My wife showed me her extreme kink on Pornhub... then she begged me to do the unthinkable: DEAR JANE
Dear Jane,
My wife and I have been married for a few years and I've always thought we had a healthy (albeit tame) sex life. We communicate what we like and need and it seemed, at least to me, that my wife was satisfied.
But she recently revealed her guilty pleasure to me and I'm gob-smacked - to say the least.
One night, we were talking about whether either of us wanted to try anything new in the bedroom and she told me that there was, in fact, one thing she wanted to share.
She pulled out her laptop, opened Pornhub and showed me what her guilty pleasure is. Let's just say it's very extreme.
I couldn't believe it. I never would have thought this is what she is into. Never mind the fact that she's been harboring this secret for years and not telling me.
Then, she suggested that we should watch it together sometime. All I could think was thank goodness she didn't ask to actually try it.
While I gave a half-hearted 'sure' in response, frankly, I'm disturbed by the idea.
But in the weeks since, she's been pressing me to find a time to try watching these videos together, insisting it would be 'so hot.'
I don't want to yuck her yum, so to speak, but there's no way that I will be watching that with her. Is there a way to tell her no without embarrassing her?
Sincerely,
Horrified Husband
International best-selling author Jane Green offers sage advice on readers' most burning issues in her agony aunt column
Dear Horrified Husband,
There is a reason why so many people keep their fantasies secret, particularly when those fantasies are on the extreme side.
We're living in times where sexual shame is now frowned upon. In many ways, being open about your particular proclivities - and removing shame associated with it - is healthy.
But openly sharing what you like isn't always going to be received in the way that you would hope.
Many people are turned on by things that they would never want to actually experience in real life - that's why they're fantasies. And fantasies rarely become reality.
Porn often exaggerates intensity, things that are taboo, or power dynamics, because fantasy allows safe exploration without real-world consequences.
As such, the fact that your wife has been harboring this secret isn't unduly worrying. In fact, she hasn't asked you to let her indulge in her guilty pleasure, nor join her in doing anything other than watching it.
But given how averse you are to her kink, I don't see any reason why you should watch it with her.

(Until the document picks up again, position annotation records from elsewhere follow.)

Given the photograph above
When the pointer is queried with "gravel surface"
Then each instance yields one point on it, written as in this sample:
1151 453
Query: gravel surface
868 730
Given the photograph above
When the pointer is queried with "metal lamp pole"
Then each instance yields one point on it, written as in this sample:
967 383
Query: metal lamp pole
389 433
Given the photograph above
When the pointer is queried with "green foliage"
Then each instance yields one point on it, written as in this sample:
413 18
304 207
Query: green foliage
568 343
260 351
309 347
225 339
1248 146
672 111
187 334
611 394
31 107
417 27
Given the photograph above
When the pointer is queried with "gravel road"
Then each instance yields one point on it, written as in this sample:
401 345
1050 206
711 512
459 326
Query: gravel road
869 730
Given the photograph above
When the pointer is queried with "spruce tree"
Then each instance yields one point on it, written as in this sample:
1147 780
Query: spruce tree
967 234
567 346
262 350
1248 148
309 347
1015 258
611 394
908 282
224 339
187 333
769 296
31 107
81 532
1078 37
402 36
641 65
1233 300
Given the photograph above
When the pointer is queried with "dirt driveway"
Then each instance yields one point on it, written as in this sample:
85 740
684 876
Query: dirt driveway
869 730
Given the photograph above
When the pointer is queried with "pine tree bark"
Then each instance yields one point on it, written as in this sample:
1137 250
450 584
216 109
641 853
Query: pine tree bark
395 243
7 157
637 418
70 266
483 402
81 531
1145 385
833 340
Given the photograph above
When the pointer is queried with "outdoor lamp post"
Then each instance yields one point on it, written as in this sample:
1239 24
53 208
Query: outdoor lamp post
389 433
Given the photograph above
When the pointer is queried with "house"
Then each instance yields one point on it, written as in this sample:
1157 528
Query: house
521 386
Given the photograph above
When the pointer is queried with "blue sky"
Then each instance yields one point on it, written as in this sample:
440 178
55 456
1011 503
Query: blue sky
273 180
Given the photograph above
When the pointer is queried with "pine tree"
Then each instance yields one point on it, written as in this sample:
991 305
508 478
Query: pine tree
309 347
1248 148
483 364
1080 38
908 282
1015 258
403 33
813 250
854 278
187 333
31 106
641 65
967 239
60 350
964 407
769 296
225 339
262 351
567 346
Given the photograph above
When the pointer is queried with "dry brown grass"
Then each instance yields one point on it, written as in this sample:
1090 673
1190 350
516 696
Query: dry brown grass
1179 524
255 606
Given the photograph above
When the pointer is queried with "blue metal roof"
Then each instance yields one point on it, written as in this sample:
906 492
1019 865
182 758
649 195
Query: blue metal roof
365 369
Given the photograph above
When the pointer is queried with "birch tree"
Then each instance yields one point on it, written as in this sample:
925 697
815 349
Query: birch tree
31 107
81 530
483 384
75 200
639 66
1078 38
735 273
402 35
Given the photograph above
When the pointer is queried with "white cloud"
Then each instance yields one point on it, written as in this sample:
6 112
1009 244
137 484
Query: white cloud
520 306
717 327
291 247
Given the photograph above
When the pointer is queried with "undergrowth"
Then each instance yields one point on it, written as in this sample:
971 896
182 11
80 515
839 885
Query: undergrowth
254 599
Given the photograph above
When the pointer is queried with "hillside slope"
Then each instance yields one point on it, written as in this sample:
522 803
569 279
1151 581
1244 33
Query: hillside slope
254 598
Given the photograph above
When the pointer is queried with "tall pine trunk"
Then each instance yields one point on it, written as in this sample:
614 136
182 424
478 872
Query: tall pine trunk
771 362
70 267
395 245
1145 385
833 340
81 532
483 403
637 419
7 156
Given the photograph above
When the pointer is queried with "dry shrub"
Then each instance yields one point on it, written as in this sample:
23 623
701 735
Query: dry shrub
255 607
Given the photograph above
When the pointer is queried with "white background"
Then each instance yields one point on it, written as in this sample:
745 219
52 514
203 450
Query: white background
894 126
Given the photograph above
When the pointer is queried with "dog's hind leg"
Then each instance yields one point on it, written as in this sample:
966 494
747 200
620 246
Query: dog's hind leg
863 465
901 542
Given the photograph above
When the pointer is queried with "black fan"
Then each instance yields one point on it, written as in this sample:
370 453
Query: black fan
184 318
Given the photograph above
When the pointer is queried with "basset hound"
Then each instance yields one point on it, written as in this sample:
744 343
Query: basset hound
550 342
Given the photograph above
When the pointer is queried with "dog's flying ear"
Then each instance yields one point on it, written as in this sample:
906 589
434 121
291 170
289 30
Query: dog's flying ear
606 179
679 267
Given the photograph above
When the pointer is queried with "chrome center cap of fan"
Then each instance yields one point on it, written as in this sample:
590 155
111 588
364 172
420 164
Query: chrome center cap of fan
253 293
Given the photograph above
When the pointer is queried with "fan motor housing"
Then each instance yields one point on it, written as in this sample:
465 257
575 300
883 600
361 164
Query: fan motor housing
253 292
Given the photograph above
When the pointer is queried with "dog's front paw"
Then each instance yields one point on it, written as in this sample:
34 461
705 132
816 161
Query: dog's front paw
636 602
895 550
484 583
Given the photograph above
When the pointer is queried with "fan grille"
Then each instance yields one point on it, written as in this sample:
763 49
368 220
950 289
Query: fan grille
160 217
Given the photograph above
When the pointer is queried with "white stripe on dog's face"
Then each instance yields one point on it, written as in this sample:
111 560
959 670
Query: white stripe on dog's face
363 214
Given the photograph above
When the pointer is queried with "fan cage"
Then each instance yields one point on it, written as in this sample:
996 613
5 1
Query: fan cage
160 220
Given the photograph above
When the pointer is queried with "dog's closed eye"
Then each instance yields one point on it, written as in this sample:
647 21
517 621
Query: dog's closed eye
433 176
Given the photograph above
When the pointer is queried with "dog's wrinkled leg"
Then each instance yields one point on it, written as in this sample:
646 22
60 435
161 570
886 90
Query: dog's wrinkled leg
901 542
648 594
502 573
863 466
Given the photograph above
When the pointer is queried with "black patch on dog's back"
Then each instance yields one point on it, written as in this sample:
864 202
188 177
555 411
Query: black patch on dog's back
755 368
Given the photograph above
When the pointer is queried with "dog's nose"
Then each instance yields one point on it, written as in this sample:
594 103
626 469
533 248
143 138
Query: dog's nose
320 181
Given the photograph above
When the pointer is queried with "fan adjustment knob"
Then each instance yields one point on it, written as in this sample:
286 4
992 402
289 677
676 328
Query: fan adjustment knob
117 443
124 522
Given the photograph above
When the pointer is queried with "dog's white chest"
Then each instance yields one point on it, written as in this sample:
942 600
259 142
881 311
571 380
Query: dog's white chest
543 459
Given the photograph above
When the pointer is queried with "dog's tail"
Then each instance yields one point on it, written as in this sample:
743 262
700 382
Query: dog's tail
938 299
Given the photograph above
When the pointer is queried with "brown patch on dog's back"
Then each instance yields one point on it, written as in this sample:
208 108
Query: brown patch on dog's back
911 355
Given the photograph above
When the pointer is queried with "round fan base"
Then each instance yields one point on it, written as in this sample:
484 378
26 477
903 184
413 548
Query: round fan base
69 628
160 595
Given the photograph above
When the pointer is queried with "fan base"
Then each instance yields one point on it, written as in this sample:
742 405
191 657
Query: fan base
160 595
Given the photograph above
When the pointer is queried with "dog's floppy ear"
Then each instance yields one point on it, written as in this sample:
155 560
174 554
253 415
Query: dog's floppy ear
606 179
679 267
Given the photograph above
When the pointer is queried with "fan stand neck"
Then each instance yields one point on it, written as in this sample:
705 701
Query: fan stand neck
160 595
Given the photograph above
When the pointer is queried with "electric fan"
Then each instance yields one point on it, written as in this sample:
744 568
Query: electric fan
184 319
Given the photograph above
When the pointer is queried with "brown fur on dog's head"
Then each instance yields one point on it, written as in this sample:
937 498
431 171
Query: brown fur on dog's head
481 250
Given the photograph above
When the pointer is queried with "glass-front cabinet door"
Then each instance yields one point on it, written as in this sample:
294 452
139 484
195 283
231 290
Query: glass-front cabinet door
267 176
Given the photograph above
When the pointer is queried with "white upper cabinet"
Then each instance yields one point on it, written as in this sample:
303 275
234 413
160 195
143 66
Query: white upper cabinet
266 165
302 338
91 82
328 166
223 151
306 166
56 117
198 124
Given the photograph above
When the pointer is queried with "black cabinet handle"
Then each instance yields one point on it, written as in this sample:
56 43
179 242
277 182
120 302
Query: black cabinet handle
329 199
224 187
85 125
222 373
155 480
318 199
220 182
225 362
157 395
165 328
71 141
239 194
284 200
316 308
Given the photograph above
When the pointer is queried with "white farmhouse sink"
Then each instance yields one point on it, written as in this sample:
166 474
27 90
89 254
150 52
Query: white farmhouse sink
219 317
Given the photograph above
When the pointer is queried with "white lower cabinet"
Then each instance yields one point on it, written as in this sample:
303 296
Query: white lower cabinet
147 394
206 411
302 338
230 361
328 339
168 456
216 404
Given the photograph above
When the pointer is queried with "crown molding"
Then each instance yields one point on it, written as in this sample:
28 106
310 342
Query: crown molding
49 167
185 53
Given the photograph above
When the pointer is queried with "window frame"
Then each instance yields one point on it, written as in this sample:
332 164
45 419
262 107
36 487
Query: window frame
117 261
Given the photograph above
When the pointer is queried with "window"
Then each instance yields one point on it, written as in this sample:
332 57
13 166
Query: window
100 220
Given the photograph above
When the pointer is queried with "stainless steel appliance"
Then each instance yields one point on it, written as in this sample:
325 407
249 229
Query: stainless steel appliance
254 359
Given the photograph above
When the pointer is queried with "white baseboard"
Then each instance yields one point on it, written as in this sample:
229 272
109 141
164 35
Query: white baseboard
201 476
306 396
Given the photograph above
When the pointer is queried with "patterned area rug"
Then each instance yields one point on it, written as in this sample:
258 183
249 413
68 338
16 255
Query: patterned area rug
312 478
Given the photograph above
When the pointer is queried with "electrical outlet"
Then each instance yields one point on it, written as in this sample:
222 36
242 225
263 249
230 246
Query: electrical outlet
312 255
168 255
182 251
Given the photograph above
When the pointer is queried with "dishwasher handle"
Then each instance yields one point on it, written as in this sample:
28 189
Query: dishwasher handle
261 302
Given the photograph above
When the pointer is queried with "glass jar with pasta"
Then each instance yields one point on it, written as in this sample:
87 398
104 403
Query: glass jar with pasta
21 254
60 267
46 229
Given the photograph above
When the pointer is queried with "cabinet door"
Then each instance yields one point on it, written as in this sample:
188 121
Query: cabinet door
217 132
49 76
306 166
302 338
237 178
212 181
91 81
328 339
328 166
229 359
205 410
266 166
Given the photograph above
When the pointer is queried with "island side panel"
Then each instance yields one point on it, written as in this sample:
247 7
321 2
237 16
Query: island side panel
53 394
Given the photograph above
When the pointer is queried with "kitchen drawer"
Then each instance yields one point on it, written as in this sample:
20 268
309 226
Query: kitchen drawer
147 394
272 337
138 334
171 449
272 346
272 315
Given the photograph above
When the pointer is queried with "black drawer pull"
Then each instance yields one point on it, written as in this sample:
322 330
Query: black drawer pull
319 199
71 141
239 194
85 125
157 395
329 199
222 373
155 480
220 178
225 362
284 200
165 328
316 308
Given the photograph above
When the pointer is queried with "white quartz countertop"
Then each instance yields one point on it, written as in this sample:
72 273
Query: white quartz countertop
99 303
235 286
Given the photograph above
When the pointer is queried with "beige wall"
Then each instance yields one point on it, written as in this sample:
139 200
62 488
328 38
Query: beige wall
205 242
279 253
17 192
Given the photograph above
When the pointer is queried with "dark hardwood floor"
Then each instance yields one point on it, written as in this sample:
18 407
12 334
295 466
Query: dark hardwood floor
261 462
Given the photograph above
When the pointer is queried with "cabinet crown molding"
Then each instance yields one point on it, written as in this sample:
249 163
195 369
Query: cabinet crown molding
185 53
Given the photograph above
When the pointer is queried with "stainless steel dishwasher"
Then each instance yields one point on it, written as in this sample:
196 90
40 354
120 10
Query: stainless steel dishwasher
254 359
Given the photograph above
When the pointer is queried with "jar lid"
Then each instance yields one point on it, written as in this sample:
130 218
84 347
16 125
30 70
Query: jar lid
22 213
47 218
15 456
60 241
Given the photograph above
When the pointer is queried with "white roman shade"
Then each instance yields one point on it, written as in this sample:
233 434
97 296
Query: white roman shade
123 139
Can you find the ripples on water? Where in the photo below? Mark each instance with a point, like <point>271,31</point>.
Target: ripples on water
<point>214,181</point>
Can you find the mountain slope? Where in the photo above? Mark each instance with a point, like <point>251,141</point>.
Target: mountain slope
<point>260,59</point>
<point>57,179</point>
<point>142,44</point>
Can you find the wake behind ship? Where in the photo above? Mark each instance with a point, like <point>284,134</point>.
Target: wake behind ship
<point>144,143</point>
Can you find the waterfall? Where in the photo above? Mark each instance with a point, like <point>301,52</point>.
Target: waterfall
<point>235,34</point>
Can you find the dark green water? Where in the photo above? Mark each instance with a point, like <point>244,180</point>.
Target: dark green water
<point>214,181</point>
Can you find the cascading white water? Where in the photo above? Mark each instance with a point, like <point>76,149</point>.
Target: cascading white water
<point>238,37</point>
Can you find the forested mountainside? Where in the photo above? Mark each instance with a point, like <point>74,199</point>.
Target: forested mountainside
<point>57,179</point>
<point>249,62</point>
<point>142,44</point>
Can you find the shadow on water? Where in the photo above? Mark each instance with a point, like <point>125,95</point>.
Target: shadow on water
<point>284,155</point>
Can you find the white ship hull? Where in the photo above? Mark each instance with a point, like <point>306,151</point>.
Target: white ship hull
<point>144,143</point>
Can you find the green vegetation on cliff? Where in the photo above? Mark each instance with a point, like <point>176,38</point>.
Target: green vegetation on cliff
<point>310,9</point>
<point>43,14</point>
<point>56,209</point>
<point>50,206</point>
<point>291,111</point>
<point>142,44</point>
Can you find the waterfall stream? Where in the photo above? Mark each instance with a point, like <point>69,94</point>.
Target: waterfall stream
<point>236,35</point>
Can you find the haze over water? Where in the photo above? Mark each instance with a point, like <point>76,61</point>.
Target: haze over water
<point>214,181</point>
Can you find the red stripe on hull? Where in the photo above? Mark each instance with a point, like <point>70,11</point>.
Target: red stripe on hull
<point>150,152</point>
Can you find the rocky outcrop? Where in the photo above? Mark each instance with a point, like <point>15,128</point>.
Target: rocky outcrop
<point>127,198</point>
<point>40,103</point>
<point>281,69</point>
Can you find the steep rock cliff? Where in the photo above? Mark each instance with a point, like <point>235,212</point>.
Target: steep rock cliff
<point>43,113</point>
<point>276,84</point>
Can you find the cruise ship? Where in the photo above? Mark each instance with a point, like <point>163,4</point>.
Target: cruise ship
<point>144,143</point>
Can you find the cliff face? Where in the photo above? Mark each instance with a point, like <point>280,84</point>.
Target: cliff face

This is the time to set a boundary. You don't need to shame or embarrass her; instead, start by saying how glad you are that she trusts you and is comfortable enough to share something of this nature.
You can tell her that you have no judgement, but that kind of content just isn't something you're comfortable watching and that it doesn't turn you on. You can even explain that it's better for you to be honest about how you feel rather than fake an enthusiasm that just isn't there.
Perhaps the two of you can explore other things that are mutually exciting for you both.
The healthiest marriages are not the ones where partners share every kink, nor every activity. In fact, the healthiest marriages I know involve two people who have completely different hobbies or interests.
They don't resent, or try to change each other's tastes. But, just as healthy as allowing your partner to be themselves is to say 'no' to them without fear.